The two sides would discuss 'important issues including the strategic partnership between Afghanistan and the US, security and stability, reintegration, economic and agriculture development,' it said.
The relationship between the two countries has been strained this year, in the wake of a public spat triggered by Karzai's accusation that Western countries were interfering in Afghan affairs.
Karzai has also accused UN and US officials of orchestrating a 'vast fraud' in last year's presidential election, which returned him to power but severely tarnished his reputation at home and abroad.
Obama officially invited Karzai to visit Washington during his short trip to Afghanistan in March.
But the visit was nearly cancelled when Karzai allegedly told a group of Afghan parliamentarians that he would join the Taliban if the West continued to put pressure on him to wipe out the endemic corruption in his administration.
However, both Karzai and US officials have recently seemed to try to improve their soured relations.
The US needs the support of the Afghan government as it pours tens of thousands of extra troops into Afghanistan to turn the tide of the eight-year-long war against the Taliban.
There will be some 150,000 NATO troops in Afghanistan by this summer, 100,000 of them US soldiers.
Afghanistan, one of the world's poorest countries, needs US assistance to rebuild itself following three decades of war, while it depends entirely on the US to train and equip its security forces.
Afghan Defence Minister General Abdul Rahim Wardak told a news conference on Saturday that the Afghan delegation would ask the US government during the upcoming trip to increase its support for Afghan security forces so that they could defend the country when US forces eventually leave Afghanistan.
The Afghan team is also expected to discuss plans for reconciliation with Taliban leaders and reintegration of insurgent fighters. They want US support before a grand council of Afghans is held in Kabul on May 29.
Around 1,500 political leaders and tribal elders are expected to attend the council, known as a peace jirga, which is expected to create guidelines for the Afghan government on how to conduct negotiations with the Taliban.
The jirga was initially scheduled for May 2, but was postponed because of Karzai's visit to Washington.
The US government has cautiously supported the peace initiative, but has said it was too early to hold talks with Taliban leaders.
US officials believe that the Afghan government - if it waits - would be able to negotiate with the militants from a position of greater strength in the coming months, when NATO military operations gain momentum from the deployment of extra forces.

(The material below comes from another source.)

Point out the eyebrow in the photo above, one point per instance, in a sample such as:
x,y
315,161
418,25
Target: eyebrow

But political analyst Waheed Muzhda says that with US troops due to start withdrawing form July 2011, Afghans are now looking for a speedy breakthrough in the war, before the country is once again abandoned by the West - as it was in 1989 when Soviet troops were forced to retreat.
Public support for the war is also waning in other Western countries, forcing their governments to freeze funding and military aid for the war.
'I think the trip will clarify a lot of things and I hope that the president knows where he is heading when he returns,' Muzhda said.